Nokia conçoit les équipements et les logiciels qui permettent de faire fonctionner les réseaux de communication. Installé à Espoo, en Finlande, le groupe fournit notamment des antennes mobiles, des routeurs, des systèmes de transmission optique et des solutions d’accès à Internet. Ses clients sont principalement les opérateurs télécoms, mais aussi les entreprises, les administrations et les acteurs des centres de données. Son site institutionnel est nokia.com.
Du conglomérat industriel aux infrastructures numériques
Fondée en 1865 autour d’une activité papetière, Nokia s’est diversifiée avant de devenir l’un des grands noms mondiaux du téléphone mobile. La cession de l’essentiel de son activité de terminaux à Microsoft en 2014 a accéléré son recentrage sur les réseaux, puis l’acquisition d’Alcatel-Lucent, finalisée en 2016, a renforcé ses positions dans les infrastructures fixes, mobiles et optiques. Cette opération lui a également apporté les Bell Labs, laboratoire emblématique de la recherche en télécommunications.
Ce que Nokia vend concrètement
- Réseaux mobiles : stations de base, antennes et logiciels permettant aux opérateurs de déployer et d’exploiter leurs réseaux, notamment en 4G et en 5G. La gamme AirScale constitue l’une de ses principales familles d’équipements radio.
- Réseaux fixes et transport : équipements de fibre optique jusqu’aux abonnés, routeurs IP et systèmes optiques qui acheminent de grandes quantités de données entre villes, pays et centres de données.
- Logiciels et automatisation : solutions de cœur de réseau, de supervision, de sécurité et de gestion des services, destinées à rendre les infrastructures plus programmables et plus simples à exploiter.
- Réseaux privés industriels : connectivité mobile dédiée aux usines, ports, mines ou plateformes logistiques, pour relier machines, capteurs et équipes sur un même site.
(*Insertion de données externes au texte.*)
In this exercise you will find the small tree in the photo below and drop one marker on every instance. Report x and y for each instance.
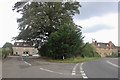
(7, 49)
(64, 42)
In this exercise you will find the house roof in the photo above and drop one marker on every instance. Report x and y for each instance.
(23, 44)
(102, 45)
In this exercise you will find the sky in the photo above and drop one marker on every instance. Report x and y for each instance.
(98, 18)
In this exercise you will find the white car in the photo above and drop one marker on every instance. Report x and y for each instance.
(25, 54)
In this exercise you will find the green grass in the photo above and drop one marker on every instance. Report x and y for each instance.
(75, 60)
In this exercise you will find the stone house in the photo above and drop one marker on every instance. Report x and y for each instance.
(20, 48)
(105, 49)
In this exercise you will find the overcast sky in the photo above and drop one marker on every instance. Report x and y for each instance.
(98, 19)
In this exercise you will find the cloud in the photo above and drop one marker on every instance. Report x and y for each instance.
(103, 36)
(92, 9)
(96, 28)
(102, 28)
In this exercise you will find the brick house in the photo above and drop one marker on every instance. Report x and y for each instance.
(105, 49)
(20, 48)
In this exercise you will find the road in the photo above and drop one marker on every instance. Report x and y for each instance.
(18, 67)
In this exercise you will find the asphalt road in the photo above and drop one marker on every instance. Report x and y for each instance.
(103, 68)
(19, 67)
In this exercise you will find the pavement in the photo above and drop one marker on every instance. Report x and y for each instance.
(28, 67)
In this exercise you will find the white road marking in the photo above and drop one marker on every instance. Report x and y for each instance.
(52, 71)
(27, 63)
(82, 72)
(74, 69)
(112, 64)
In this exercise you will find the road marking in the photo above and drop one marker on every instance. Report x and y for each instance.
(112, 64)
(52, 71)
(74, 69)
(27, 63)
(82, 72)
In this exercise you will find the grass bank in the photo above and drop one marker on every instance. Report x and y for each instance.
(75, 60)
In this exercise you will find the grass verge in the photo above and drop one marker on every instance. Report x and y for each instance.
(75, 60)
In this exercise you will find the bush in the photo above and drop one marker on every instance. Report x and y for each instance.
(89, 51)
(4, 53)
(113, 55)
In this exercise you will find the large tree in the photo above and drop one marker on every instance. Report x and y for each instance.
(40, 19)
(67, 42)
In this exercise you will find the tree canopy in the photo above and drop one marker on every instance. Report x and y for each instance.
(64, 42)
(40, 19)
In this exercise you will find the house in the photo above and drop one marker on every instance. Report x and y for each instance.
(105, 49)
(20, 48)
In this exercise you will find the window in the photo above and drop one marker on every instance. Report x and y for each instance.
(17, 44)
(99, 45)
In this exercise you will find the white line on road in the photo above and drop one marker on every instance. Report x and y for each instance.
(74, 69)
(112, 64)
(27, 63)
(82, 72)
(52, 71)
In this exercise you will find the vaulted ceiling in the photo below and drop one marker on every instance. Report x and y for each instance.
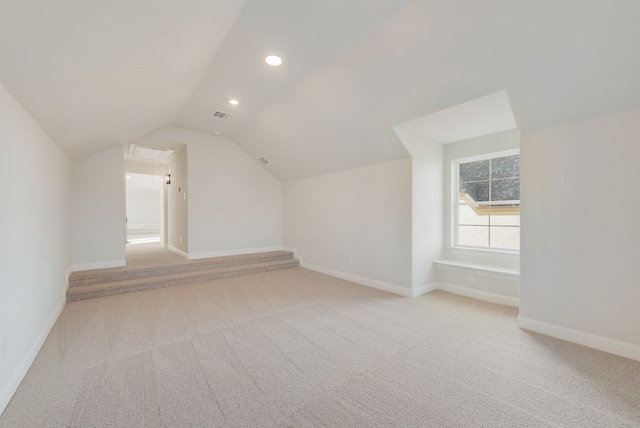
(98, 73)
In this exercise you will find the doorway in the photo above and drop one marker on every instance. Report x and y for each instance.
(144, 208)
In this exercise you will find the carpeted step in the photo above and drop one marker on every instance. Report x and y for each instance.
(89, 291)
(118, 274)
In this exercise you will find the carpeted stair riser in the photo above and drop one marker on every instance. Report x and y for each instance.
(105, 275)
(110, 284)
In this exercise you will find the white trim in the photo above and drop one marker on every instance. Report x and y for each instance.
(66, 280)
(293, 250)
(485, 252)
(98, 265)
(613, 346)
(373, 283)
(195, 256)
(177, 251)
(479, 294)
(488, 270)
(424, 289)
(10, 388)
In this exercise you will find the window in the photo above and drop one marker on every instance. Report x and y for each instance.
(487, 202)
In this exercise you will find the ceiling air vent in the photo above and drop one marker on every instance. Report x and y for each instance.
(221, 115)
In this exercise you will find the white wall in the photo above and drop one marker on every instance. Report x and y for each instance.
(427, 215)
(98, 211)
(580, 211)
(355, 224)
(235, 205)
(36, 249)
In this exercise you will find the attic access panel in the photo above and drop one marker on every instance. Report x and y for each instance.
(149, 153)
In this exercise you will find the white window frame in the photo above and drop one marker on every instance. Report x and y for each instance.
(455, 186)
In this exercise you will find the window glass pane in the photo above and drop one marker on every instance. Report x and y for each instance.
(505, 167)
(474, 236)
(474, 171)
(469, 216)
(506, 237)
(505, 190)
(479, 192)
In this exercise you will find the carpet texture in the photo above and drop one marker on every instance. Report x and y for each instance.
(301, 349)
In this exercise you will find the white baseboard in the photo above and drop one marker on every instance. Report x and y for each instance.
(479, 294)
(293, 250)
(238, 252)
(424, 289)
(373, 283)
(177, 251)
(617, 347)
(10, 388)
(98, 265)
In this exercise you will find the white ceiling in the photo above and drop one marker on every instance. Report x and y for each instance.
(96, 73)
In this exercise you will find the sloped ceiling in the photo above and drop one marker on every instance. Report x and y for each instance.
(96, 73)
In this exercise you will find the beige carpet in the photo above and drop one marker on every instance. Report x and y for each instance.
(301, 349)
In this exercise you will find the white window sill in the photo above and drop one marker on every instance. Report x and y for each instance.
(498, 254)
(479, 268)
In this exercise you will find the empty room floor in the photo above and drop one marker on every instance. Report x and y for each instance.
(298, 348)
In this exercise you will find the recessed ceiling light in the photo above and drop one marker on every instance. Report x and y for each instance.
(273, 60)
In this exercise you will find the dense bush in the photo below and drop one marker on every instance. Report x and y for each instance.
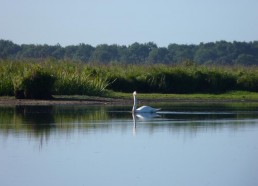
(37, 84)
(22, 78)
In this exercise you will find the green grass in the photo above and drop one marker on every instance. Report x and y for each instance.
(233, 95)
(179, 82)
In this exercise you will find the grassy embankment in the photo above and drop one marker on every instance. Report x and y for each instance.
(174, 82)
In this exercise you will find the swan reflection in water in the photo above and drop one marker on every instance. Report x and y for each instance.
(142, 117)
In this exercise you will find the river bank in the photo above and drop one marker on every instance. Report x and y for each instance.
(116, 98)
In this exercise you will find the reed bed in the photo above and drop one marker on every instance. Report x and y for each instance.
(74, 78)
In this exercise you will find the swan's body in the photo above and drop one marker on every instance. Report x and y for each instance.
(143, 109)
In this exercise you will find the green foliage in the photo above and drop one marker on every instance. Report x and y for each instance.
(69, 78)
(35, 84)
(218, 53)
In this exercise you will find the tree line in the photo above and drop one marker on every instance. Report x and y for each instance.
(219, 53)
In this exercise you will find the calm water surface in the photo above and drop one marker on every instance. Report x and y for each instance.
(183, 145)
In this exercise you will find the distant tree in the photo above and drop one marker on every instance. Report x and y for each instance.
(8, 49)
(83, 52)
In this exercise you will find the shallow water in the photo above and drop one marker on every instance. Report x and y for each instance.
(107, 145)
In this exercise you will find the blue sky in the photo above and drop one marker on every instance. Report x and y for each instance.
(70, 22)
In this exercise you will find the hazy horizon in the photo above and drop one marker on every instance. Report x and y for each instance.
(125, 22)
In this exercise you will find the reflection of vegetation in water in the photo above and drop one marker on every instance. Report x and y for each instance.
(46, 120)
(40, 120)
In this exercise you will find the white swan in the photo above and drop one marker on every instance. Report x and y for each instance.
(143, 109)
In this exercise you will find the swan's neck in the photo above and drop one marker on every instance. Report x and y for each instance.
(134, 103)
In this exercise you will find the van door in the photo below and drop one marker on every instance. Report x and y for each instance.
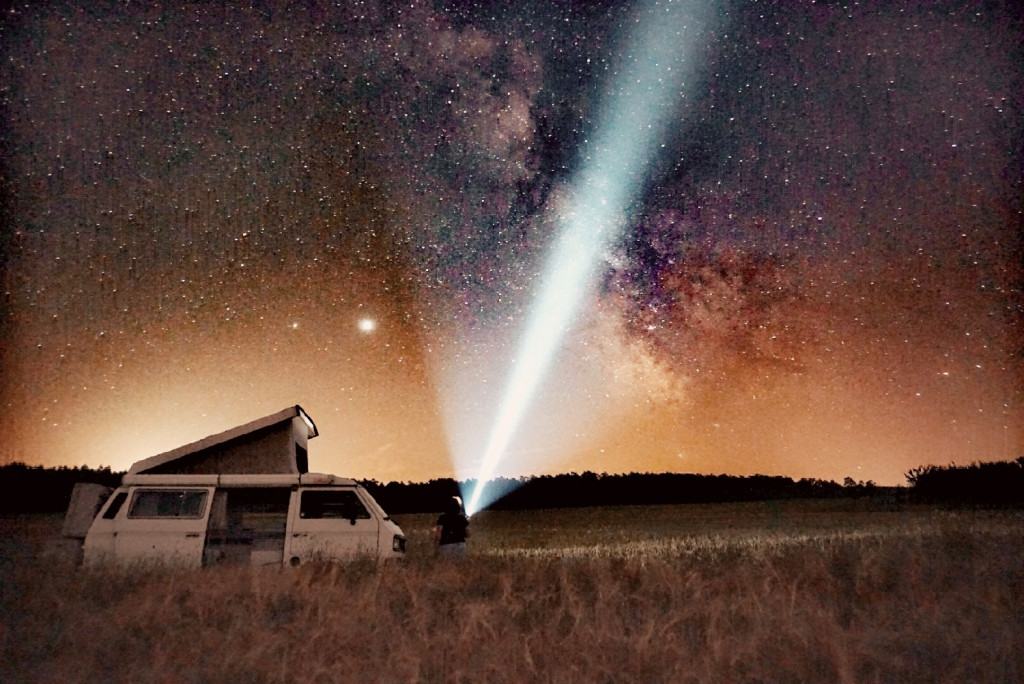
(164, 524)
(330, 523)
(247, 525)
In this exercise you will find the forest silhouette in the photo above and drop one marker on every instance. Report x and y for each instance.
(27, 488)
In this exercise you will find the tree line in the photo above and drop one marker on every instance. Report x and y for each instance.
(27, 488)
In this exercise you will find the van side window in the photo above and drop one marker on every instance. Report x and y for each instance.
(343, 504)
(168, 504)
(112, 510)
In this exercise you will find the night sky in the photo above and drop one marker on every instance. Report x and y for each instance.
(214, 211)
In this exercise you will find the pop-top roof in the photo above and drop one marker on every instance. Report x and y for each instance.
(221, 445)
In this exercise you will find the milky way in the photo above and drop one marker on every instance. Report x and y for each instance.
(213, 212)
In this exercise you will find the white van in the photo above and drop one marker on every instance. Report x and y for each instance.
(198, 518)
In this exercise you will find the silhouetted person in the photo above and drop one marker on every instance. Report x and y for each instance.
(452, 530)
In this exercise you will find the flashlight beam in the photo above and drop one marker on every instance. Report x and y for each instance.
(644, 98)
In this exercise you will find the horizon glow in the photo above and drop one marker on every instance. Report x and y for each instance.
(657, 68)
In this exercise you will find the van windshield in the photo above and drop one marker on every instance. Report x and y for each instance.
(343, 504)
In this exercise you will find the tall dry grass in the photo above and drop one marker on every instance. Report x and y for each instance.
(939, 603)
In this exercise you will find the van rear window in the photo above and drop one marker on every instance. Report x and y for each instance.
(344, 504)
(168, 504)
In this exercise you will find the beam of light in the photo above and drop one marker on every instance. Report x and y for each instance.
(656, 70)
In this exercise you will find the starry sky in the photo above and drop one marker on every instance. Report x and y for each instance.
(213, 211)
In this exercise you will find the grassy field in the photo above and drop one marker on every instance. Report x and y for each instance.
(782, 592)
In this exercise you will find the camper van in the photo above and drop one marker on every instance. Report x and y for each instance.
(242, 497)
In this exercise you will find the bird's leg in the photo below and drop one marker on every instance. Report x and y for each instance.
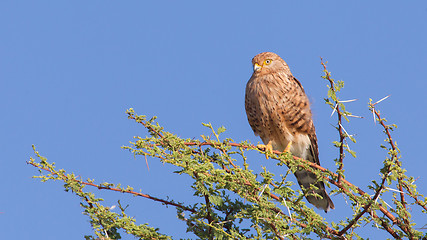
(288, 147)
(267, 148)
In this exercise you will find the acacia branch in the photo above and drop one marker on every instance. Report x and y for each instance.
(314, 165)
(65, 178)
(340, 128)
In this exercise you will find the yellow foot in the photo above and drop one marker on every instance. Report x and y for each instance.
(288, 147)
(267, 148)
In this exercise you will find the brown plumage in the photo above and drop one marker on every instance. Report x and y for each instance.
(279, 112)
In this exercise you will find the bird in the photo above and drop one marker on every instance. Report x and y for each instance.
(278, 111)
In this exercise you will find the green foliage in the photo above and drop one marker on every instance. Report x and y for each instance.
(236, 202)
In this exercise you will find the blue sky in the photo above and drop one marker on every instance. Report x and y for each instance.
(70, 69)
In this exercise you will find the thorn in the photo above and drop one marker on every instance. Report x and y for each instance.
(351, 100)
(386, 203)
(335, 108)
(373, 115)
(289, 212)
(354, 116)
(344, 130)
(262, 191)
(395, 190)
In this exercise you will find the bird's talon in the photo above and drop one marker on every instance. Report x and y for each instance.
(288, 147)
(267, 148)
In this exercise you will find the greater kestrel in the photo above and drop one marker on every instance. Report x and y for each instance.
(279, 112)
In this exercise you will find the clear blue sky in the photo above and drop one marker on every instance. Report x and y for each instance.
(70, 69)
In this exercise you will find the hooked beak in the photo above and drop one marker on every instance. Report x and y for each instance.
(257, 67)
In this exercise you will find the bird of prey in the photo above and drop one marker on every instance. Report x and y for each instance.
(278, 111)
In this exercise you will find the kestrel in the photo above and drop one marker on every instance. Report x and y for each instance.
(279, 112)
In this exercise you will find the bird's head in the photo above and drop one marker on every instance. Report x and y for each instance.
(267, 63)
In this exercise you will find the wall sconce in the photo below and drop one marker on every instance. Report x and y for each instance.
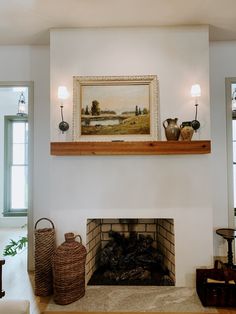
(21, 105)
(196, 92)
(63, 94)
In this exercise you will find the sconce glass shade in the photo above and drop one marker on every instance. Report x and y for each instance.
(62, 92)
(196, 90)
(21, 105)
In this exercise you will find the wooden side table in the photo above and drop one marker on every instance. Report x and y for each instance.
(229, 235)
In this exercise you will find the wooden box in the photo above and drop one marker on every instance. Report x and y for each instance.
(216, 287)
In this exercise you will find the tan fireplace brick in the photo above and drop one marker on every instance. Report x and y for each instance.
(170, 237)
(162, 232)
(106, 227)
(119, 227)
(105, 236)
(139, 228)
(146, 221)
(151, 227)
(110, 221)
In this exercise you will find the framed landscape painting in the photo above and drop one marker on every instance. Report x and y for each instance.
(115, 108)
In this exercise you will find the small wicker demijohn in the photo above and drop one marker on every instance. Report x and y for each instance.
(69, 270)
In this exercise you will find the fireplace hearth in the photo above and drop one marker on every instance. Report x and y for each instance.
(131, 260)
(130, 252)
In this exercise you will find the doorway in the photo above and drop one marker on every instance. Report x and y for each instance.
(16, 124)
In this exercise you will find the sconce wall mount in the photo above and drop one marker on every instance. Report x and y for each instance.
(62, 95)
(196, 92)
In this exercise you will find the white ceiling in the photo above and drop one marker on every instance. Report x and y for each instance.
(29, 21)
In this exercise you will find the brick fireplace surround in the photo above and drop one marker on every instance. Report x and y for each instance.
(161, 230)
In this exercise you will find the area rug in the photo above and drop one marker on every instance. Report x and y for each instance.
(133, 299)
(63, 312)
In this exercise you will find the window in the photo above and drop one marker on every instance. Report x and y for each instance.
(233, 99)
(16, 166)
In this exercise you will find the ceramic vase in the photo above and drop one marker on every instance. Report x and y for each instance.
(172, 130)
(186, 131)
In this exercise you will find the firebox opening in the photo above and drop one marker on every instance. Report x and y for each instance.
(130, 252)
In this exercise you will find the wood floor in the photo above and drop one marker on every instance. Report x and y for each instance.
(18, 283)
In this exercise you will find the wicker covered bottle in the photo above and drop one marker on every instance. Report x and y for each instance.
(69, 270)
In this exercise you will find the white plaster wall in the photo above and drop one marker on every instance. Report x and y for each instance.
(176, 187)
(222, 65)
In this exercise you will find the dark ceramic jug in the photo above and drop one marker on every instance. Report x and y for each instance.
(186, 130)
(172, 130)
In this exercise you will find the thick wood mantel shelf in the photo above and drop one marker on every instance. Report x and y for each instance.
(130, 148)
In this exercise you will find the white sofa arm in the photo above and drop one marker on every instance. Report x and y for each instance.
(14, 307)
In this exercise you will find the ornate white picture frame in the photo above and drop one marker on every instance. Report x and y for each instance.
(115, 108)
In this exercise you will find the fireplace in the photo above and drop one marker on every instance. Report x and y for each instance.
(150, 235)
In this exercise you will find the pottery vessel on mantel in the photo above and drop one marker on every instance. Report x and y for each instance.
(172, 130)
(186, 131)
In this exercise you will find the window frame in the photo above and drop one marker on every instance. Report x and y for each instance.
(229, 134)
(8, 148)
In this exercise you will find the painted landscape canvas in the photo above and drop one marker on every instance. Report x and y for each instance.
(114, 108)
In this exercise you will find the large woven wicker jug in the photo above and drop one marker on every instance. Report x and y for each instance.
(45, 244)
(69, 270)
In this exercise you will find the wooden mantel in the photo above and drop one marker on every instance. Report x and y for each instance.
(130, 148)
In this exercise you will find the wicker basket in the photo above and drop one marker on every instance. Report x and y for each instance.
(69, 271)
(44, 249)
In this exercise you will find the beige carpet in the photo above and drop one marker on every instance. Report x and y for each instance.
(220, 311)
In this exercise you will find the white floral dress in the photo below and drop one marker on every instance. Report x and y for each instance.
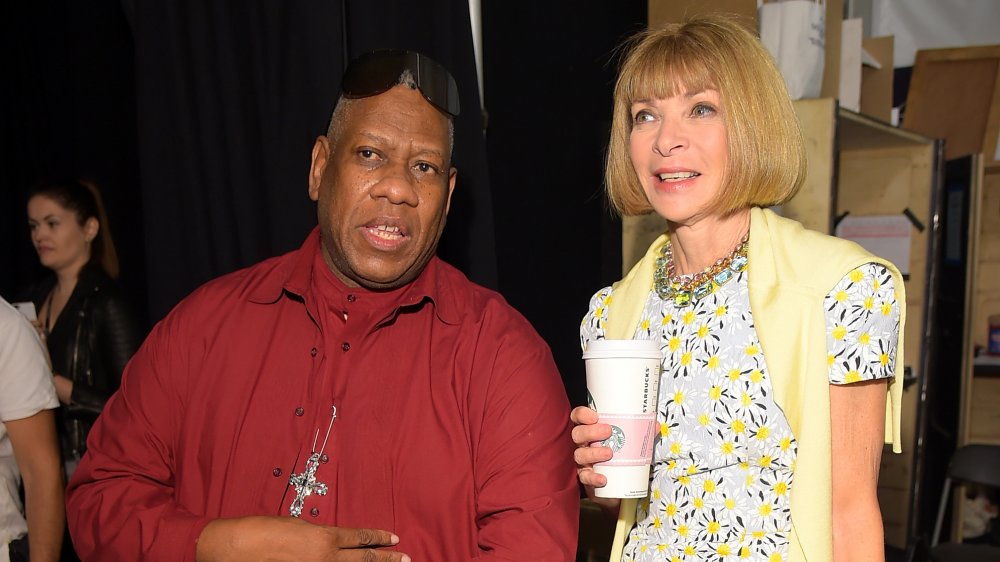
(722, 467)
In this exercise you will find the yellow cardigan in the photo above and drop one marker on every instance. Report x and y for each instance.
(790, 272)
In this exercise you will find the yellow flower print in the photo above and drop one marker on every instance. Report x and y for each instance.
(839, 332)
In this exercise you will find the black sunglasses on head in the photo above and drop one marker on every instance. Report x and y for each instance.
(378, 71)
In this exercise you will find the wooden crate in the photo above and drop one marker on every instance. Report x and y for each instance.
(954, 94)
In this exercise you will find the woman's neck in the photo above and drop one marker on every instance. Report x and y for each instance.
(66, 277)
(698, 246)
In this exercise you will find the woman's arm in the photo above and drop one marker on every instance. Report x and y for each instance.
(857, 415)
(118, 335)
(37, 453)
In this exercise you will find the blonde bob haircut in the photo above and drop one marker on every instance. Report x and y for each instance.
(766, 161)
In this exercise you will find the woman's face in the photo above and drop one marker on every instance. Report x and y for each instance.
(59, 239)
(679, 151)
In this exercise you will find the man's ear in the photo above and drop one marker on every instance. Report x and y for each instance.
(91, 228)
(452, 176)
(320, 158)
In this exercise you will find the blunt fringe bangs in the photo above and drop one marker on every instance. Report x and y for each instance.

Nokia tire également des revenus de ses brevets et licences technologiques, notamment dans les standards de communication mobile. Il faut distinguer cette activité industrielle des téléphones commercialisés sous la marque Nokia dans le cadre d’accords de licence : le groupe n’est plus le fabricant de smartphones grand public qu’il était autrefois.
Un fournisseur stratégique à l’échelle mondiale
Nokia appartient au cercle restreint des grands équipementiers télécoms, aux côtés notamment d’Ericsson et de Huawei. Son activité représente un chiffre d’affaires annuel de l’ordre de plusieurs dizaines de milliards d’euros et mobilise des dizaines de milliers de salariés. Ses marchés couvrent l’Europe, les Amériques, l’Asie et d’autres régions, avec une exposition aux cycles d’investissement des opérateurs.
Son importance tient à la profondeur de son catalogue et à ses travaux sur les standards. Pour ses clients, choisir Nokia engage souvent des infrastructures exploitées pendant de nombreuses années, avec des enjeux de fiabilité, de cybersécurité et de souveraineté.
Et maintenant ?
À l’horizon de septembre 2026, les perspectives de Nokia se lisent dans la modernisation des réseaux, les besoins de connectivité des centres de données et l’automatisation industrielle. Les travaux sur la 6G préparent également le cycle suivant, sans garantir des revenus immédiats. Le défi reste de transformer ces besoins en commandes rentables, dans un secteur concurrentiel où les budgets des opérateurs demeurent déterminants.